On December 3, 2008, Ramius LLC sent a letter to Orthofix International N.V. (NASDAQ:OFIX), requesting that its Board of Directors immediately engage a strategic advisor to explore and execute a sale or disposition of Blackstone at the highest possible price. Ramius also threatened to call a special shareholders' meeting to replace four members of the Board of Directors to force changes in the already announced restructuring of Blackstone and Orthofix’s capital structure.
Making good on its threat, on December 10, 2008, Ramius announced that it had filed a Preliminary Consent Solicitation Statement with the Securities and Exchange Commission to solicit written requests from shareholders of Orthofix, to call a special general meeting for the purpose of making substantial changes to the composition of Orthofix’s board of directors.
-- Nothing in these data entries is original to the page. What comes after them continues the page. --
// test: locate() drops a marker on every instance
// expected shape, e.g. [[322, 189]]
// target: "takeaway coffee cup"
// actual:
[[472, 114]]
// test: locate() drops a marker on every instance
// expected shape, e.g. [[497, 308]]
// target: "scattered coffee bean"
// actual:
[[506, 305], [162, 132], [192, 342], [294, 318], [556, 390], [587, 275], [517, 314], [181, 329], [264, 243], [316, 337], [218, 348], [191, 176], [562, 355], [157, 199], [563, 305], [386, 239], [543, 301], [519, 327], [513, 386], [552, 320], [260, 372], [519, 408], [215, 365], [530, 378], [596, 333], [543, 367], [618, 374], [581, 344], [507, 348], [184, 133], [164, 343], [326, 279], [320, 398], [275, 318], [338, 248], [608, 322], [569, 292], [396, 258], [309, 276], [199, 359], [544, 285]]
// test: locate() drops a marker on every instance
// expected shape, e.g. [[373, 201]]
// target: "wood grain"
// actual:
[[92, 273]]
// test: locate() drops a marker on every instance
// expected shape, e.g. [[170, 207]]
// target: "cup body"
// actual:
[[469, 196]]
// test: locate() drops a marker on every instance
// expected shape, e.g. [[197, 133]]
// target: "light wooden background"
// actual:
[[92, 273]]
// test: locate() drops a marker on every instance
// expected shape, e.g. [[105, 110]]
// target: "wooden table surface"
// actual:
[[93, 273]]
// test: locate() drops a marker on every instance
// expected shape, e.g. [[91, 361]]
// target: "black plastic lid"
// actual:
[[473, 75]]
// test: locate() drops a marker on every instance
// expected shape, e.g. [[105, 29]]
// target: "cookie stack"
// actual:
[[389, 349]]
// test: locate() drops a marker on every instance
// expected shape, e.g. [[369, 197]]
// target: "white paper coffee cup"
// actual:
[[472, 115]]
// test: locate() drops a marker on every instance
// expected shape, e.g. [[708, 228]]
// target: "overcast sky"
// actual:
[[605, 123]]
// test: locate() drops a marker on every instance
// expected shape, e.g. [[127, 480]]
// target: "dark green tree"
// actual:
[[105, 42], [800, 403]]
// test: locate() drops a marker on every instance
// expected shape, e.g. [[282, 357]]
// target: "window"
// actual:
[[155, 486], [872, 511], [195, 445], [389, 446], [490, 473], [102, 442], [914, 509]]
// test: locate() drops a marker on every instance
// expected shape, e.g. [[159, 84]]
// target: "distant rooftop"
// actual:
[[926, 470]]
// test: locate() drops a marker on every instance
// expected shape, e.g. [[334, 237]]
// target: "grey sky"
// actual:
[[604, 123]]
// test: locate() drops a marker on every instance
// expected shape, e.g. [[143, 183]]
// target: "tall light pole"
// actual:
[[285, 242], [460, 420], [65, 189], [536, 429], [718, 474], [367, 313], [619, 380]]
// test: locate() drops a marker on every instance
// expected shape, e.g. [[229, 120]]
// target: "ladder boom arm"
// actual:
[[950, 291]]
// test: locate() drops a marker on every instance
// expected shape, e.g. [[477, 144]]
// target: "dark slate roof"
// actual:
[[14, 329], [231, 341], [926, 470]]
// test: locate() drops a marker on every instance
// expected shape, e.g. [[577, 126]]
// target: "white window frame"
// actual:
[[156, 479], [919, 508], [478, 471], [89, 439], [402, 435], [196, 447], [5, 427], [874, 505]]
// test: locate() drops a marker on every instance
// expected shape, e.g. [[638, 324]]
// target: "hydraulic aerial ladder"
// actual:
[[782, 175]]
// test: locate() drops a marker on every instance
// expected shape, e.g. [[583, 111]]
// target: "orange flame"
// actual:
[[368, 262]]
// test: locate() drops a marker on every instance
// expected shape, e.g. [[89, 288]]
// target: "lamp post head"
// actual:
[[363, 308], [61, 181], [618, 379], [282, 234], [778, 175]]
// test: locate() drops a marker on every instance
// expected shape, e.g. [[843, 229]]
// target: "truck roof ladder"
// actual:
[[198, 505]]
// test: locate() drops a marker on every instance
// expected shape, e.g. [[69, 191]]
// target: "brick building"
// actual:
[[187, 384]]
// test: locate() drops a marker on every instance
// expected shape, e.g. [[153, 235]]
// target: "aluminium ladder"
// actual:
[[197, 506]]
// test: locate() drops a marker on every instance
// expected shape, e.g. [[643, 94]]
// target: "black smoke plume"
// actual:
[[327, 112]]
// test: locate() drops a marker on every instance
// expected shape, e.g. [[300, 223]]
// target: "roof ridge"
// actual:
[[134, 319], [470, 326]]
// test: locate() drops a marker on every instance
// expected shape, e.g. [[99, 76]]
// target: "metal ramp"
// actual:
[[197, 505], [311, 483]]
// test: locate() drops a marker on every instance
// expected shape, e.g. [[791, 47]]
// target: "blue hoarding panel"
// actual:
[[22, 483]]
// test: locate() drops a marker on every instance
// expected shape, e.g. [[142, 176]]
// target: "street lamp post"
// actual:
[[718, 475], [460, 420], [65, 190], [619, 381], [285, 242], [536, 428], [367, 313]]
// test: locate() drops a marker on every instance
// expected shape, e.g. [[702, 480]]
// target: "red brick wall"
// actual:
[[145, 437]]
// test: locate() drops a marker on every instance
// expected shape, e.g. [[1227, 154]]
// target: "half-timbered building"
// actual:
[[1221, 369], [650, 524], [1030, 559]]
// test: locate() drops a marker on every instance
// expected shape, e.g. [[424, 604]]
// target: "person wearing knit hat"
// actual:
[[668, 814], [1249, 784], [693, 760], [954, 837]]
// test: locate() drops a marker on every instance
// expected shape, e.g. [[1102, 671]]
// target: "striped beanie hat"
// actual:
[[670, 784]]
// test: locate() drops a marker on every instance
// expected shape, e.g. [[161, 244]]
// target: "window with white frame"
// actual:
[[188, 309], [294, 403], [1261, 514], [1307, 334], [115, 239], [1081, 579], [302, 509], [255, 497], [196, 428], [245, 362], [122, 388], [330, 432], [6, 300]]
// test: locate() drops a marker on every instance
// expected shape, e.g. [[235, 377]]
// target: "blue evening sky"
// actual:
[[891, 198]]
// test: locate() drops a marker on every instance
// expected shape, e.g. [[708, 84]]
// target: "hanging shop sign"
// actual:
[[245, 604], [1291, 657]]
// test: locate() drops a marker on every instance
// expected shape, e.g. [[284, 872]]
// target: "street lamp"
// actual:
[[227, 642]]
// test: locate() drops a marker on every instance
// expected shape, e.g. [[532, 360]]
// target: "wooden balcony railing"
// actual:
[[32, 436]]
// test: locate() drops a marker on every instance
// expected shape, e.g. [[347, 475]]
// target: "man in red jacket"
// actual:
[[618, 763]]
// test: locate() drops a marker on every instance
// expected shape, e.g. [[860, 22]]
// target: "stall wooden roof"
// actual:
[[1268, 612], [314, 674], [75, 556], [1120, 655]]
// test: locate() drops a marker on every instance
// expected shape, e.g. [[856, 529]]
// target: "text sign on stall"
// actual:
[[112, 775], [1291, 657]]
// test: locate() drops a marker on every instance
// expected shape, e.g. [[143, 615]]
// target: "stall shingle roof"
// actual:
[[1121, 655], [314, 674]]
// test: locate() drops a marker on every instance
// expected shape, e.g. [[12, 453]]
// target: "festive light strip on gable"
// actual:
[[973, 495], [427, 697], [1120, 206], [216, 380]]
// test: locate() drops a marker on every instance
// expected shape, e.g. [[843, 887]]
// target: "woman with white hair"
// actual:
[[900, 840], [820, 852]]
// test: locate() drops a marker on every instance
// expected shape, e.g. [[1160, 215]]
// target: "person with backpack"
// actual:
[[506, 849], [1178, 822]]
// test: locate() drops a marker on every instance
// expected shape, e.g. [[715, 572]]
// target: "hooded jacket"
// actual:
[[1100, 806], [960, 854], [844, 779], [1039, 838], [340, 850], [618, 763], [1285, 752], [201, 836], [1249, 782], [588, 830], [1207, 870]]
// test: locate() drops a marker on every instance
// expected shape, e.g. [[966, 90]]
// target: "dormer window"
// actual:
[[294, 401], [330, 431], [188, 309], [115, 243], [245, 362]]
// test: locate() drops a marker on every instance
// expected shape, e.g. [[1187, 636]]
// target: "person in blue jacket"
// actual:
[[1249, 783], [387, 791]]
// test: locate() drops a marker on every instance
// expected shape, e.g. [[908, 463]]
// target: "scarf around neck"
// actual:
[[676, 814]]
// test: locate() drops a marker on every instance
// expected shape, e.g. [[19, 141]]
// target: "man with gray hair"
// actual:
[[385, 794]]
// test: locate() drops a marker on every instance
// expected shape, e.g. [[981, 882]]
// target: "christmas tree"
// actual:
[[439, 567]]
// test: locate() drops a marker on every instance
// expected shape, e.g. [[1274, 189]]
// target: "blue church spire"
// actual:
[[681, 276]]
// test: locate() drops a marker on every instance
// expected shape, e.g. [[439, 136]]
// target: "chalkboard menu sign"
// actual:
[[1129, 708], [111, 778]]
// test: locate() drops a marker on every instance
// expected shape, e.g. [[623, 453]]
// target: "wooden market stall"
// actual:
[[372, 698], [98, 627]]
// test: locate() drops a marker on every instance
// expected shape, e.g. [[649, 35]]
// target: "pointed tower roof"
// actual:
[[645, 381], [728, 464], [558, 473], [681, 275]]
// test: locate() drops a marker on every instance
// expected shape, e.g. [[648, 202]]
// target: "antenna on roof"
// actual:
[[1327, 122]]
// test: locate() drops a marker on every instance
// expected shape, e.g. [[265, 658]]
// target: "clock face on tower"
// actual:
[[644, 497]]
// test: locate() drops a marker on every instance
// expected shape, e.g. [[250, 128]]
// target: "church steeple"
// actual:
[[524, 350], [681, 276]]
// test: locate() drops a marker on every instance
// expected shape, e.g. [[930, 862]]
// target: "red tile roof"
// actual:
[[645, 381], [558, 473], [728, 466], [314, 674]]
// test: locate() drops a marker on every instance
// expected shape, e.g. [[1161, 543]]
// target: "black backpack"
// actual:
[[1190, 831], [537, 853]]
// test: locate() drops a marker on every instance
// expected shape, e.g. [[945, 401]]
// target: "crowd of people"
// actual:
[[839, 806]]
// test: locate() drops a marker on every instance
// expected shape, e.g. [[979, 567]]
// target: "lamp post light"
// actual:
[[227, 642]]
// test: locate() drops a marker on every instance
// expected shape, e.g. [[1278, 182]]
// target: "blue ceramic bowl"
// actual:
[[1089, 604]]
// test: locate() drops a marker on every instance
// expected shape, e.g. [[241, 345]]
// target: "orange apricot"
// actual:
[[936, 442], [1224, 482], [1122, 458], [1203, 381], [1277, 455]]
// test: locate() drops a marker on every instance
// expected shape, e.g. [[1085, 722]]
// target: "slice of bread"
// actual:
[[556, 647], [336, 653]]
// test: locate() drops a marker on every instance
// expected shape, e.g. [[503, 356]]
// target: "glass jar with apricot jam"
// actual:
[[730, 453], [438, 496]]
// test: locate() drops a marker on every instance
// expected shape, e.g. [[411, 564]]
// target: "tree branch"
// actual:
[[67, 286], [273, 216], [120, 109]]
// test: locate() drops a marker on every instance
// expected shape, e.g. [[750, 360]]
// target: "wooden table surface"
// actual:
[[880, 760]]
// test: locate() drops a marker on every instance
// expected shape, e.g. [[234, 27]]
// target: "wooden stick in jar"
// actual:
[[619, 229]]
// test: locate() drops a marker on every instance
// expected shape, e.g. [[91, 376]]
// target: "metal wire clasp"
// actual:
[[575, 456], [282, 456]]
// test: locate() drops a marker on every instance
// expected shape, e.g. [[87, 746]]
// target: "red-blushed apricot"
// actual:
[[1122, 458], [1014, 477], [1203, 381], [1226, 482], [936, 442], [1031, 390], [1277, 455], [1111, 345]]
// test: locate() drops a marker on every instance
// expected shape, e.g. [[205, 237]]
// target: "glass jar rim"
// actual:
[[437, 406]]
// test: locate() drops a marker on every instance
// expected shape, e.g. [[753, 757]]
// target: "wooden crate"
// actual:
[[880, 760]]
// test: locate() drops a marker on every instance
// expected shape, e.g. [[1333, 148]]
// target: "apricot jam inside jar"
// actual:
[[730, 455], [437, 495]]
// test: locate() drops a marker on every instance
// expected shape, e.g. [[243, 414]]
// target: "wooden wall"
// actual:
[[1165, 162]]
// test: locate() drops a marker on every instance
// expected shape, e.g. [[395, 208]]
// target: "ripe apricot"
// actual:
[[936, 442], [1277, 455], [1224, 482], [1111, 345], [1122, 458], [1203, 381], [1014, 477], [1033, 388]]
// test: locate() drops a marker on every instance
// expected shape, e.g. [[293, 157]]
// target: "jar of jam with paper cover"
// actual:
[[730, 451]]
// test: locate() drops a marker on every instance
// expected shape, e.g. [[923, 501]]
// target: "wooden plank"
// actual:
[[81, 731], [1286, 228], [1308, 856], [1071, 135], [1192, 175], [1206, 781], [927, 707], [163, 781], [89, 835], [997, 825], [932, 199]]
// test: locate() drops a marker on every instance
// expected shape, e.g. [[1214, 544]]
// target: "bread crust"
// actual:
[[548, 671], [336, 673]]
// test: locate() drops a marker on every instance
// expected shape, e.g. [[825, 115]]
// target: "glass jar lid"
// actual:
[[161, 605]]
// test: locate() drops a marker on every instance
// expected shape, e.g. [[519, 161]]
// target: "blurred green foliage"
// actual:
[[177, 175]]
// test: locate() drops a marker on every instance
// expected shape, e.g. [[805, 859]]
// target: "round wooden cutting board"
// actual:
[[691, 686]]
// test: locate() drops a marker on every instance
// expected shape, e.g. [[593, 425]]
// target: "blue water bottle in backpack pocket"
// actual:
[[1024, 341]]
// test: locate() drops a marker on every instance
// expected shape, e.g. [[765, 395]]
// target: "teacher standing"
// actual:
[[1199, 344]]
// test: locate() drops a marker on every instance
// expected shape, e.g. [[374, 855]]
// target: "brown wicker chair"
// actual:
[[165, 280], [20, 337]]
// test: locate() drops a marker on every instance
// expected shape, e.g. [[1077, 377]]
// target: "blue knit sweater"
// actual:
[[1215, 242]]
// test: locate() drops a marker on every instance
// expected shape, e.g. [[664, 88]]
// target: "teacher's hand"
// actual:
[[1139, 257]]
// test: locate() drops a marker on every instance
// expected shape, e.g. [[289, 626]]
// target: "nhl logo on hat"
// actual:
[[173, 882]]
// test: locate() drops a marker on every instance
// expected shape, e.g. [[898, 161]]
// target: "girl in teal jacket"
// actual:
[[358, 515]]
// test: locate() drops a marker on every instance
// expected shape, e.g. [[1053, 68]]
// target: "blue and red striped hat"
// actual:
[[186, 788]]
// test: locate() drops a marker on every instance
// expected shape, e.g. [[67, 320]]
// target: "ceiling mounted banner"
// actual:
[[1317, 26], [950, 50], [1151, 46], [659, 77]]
Ramius proposes to remove James F. Gero, Peter Hewet, Alan Milinazzo and Walter P. Von Wartburg from the Company’s ten-member board of directors and replace them with four new directors.
Ramius, which now claims to be the beneficial owner of 871,980 shares or approximately 5.1% of the shares outstanding (all acquired after September 11, 2008), announced on January 12, 2009 that it has sent a letter and mailed a Consent Solicitation Statement to shareholders of Orthofix.
Approval for calling a special shareholder’s meeting requires a positive response by 10% of the shares outstanding. Can Ramius find the necessary shares to vote in its favor? We think it will be challenging but possible. But even if Ramius is successful in calling a special meeting, we believe it will not be succeed in placing its candidates on the Board of Directors.
Consider the following:
- It is difficult to argue that Blackstone was a well conceived acquisition or that it has been managed correctly since it was acquired. Blackstone’s revenue growth slowed dramatically soon after it was acquired and actually declined 13% Y/Y and 6% sequentially in the most recently reported quarter. The acquisition also resulted in Orthofix taking on huge debt of over $300 million which, because of a breach in its loan covenants, required renegotiation in October 2008 resulting in an increase in the interest rate to LIBOR + 450 basis points from LIBOR + 175 basis points. Orthofix has also written off approximately 93% or more than $300 million as the carrying value of Blackstone. All of this, in addition to the stock market’s poor performance, has resulted in Orthofix’s shares being off more than 70% over the past 12 months.
- Management opposes the calling of a special meeting because “the Board and management are making significant progress in executing a strategic plan that is sound, and that we believe will maximize shareholder value”. And “to call a special meeting of shareholders will waste money and cause needless distraction for our management team, which we would prefer remain focused on our businesses. We believe if Ramius chooses to spend money in such an inefficient and, frankly, wasteful way, those dollars should come from Ramius, not from all of Orthofix’s shareholders. To that end, if a special meeting results from the current consent solicitation process, we would expect that Ramius will fully pay the costs of any such special meeting”. The company’s regular annual meeting generally occurs in mid-June.
- Management directly controls 7.3% of the shares outstanding with a former Chairman of the Board, Robert Gaines Cooper, controlling an additional 5.3% of the shares, all safely on management’s side. Fidelity management controls 9.7%, Paradigm Capital Management 5.4%, and Columbia Wanger and Porter Olin LLC 5.3% each. Together with management and the former board member these holdings constitute 38.3% of the shares outstanding. Any defection by these large institutional holders could result in success for Ramius, but several have been long-term shareholders and might be inclined to support management’s attempt to turn the the company around.
The real question shareholders must ask is the one being posed by Ramius: Can they wait to see the results of the restructuring or risk further damage to the company? We believe that because the threshold of 10% is fairly low, it is highly likely that there are enough disgruntled shareholders that will join Ramius in calling for a special meeting.
However, we also believe that in the event of a special meeting, Ramius will not be successful in seating its four candidates, which will require more than 80% of those shares not represented in the aforementioned group voting in favor of the Ramius’ slate. The silver lining in this is that Orthofix’s Board and management may be able to dispose of this problem quickly and it will not linger to mid-2009. If Ramius does not get the special meeting, surely it, or some other dissident group, will raise the issue in June.